The Senate Appropriations Committee (SAC) has rebuffed the Trump administration’s proposal to end federal funding for the International Space Station (ISS) by 2025.

In a new report explaining its fiscal year 2019 Commerce, Justice, Science appropriations bill, the committee said it supports maintaining ISS funding “beyond 2025 until a viable alternative exists to achieve NASA’s objectives” in low Earth orbit (LEO). 

The International Space Station. Photo: NASA
The International Space Station. Photo: NASA

Opponents of the administration’s proposal say the orbiting laboratory, whose prime contractor is Boeing [BA], provides significant research benefits and should be operated as long as possible. They also have expressed skepticism that there will be enough commercial activity to meet NASA’s LEO needs in seven years, as the administration has suggested.

NASA has told Congress that the ISS could last well beyond 2028 and that much of the station could remain safe to use until well into the 2030s.

The SAC also rejected the administration’s proposal to cancel the Wide-Field InfraRed Survey Telescope (WFIRST), saying the space-based observatory is a high priority for the scientific community. The committee provides $352 million to keep WFIRST on track for a 2025 launch.

In February, then-acting NASA Administrator Robert Lightfoot defended the proposed WFIRST cancellation, citing budget constraints (Defense Daily, Feb. 20). The mission is expected to cost more than $3 billion.

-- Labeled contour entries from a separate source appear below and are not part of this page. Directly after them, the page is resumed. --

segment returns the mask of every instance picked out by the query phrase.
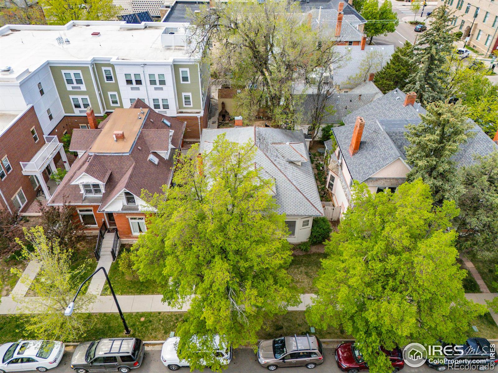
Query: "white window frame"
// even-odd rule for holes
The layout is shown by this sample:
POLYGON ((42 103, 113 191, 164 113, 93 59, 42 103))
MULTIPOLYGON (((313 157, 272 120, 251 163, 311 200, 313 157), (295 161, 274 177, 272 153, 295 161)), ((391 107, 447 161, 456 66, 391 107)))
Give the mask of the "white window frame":
POLYGON ((120 106, 120 97, 119 97, 119 96, 118 95, 118 93, 117 92, 108 92, 107 94, 109 96, 109 103, 111 104, 111 106, 120 106), (116 99, 118 100, 118 103, 117 104, 115 104, 113 103, 113 99, 111 98, 111 94, 116 94, 116 99))
POLYGON ((80 208, 78 208, 78 209, 76 209, 76 211, 78 211, 78 216, 80 218, 80 221, 81 222, 82 224, 83 224, 83 225, 84 225, 85 227, 98 227, 99 226, 99 224, 97 222, 97 218, 95 217, 95 214, 94 213, 94 210, 93 210, 93 209, 92 208, 92 207, 89 207, 88 208, 81 208, 81 209, 80 208), (83 222, 83 218, 81 217, 81 215, 90 215, 90 212, 89 211, 84 211, 83 213, 83 214, 82 214, 81 212, 80 212, 80 210, 92 210, 91 215, 94 217, 94 219, 95 220, 95 225, 93 225, 93 224, 89 224, 88 225, 86 225, 85 224, 85 223, 83 222))
POLYGON ((81 73, 81 70, 62 70, 62 79, 64 79, 64 84, 66 85, 66 88, 70 92, 74 92, 75 91, 86 91, 87 87, 85 85, 85 80, 83 79, 83 74, 81 73), (66 76, 64 75, 65 73, 69 73, 71 74, 71 77, 73 79, 73 84, 68 84, 67 82, 66 81, 66 76), (81 81, 83 82, 83 84, 76 84, 76 79, 74 77, 74 73, 77 73, 80 74, 80 76, 81 77, 81 81), (71 87, 79 87, 81 88, 80 90, 73 90, 71 87))
POLYGON ((194 103, 192 102, 192 93, 189 92, 185 92, 182 93, 182 99, 183 101, 183 106, 186 107, 192 107, 194 106, 194 103), (190 97, 190 104, 186 105, 185 104, 185 96, 189 96, 190 97))
POLYGON ((114 74, 113 73, 113 68, 111 67, 103 67, 102 68, 102 74, 104 74, 104 81, 106 83, 114 83, 114 74), (108 80, 107 76, 106 75, 106 70, 109 70, 111 72, 111 76, 112 77, 112 80, 108 80))
POLYGON ((88 100, 88 106, 87 107, 89 107, 92 106, 92 104, 90 103, 90 98, 88 96, 69 96, 69 100, 71 101, 71 104, 73 105, 73 109, 74 110, 74 112, 77 114, 80 114, 80 110, 86 110, 87 107, 83 106, 83 101, 81 100, 82 98, 86 98, 88 100), (78 102, 79 102, 80 105, 81 107, 76 107, 74 105, 74 102, 73 102, 73 98, 77 98, 78 102))
POLYGON ((131 221, 140 221, 140 222, 143 222, 143 227, 145 228, 143 231, 143 233, 147 232, 147 226, 145 225, 145 218, 144 217, 141 217, 139 216, 129 216, 128 217, 128 222, 129 223, 129 228, 131 231, 131 234, 133 236, 139 236, 141 234, 140 232, 137 232, 135 233, 136 231, 134 231, 133 229, 133 226, 131 225, 131 221))
POLYGON ((36 136, 36 139, 34 141, 34 143, 36 144, 38 141, 40 141, 40 138, 38 136, 38 133, 36 133, 36 129, 35 128, 34 126, 29 130, 29 132, 31 133, 31 136, 33 137, 33 140, 34 140, 34 137, 36 136), (34 134, 33 134, 32 131, 34 131, 34 134))
POLYGON ((180 83, 183 84, 190 84, 190 69, 179 69, 180 72, 180 83), (188 78, 188 82, 184 82, 183 79, 183 77, 182 76, 182 72, 186 71, 187 72, 187 77, 188 78))
POLYGON ((24 194, 24 192, 22 190, 22 188, 19 188, 19 190, 17 190, 15 192, 15 194, 14 194, 14 196, 12 197, 12 199, 10 200, 12 201, 12 203, 13 203, 13 201, 14 201, 14 199, 17 199, 17 203, 19 203, 19 206, 20 206, 20 207, 19 207, 19 211, 20 211, 20 210, 23 207, 24 207, 24 205, 26 203, 28 203, 27 198, 26 198, 26 194, 24 194), (22 193, 22 196, 24 197, 24 203, 21 203, 21 200, 20 200, 20 199, 19 199, 19 193, 22 193))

NASA’s Goddard Space Flight Center in Maryland manages WFIRST. In May, the program awarded a $113 million contract to Ball Aerospace [BLL] to develop and build a key instrument component.

The bill, which the SAC approved June 14, contains a total of $21.3 billion for NASA, $1.43 billion above the administration’s request and about $200 million less than the House version of the bill.

The Senate bill contains $4.6 billion for space operations, $2.15 billion for the Space Launch System (SLS) heavy-lift rocket, $1.35 billion for the Orion crewed capsule, $504 million to begin developing the Lunar Orbital Platform-Gateway, $304 million for the James Webb Space Telescope (JWST) and $180 million for the Restore-L satellite-servicing program. Aeronautics research would get $725 million.

For the Commerce Department’s National Oceanic and Atmospheric Administration (NOAA), the bill contains $928 million, $50 million above the request, to continue building three polar-orbiting weather satellites. It provides $408 million for NOAA’s Geostationary Operational Environmental Satellites (GOES).

The bill now heads to the full Senate.  A date for floor consideration has not been announced.

The House version of the bill, which the House Appropriations Committee approved in May (Defense Daily, May 16), awaits House floor consideration.

In a related matter, the House Science, Space and Technology Committee announced June 14 that its space subcommittee will hold a hearing next month on the JWST, whose May 2020 launch date is almost six years later than originally planned. Wes Bush, chief executive officer of prime contractor Northrop Grumman [NOC], is scheduled to testify.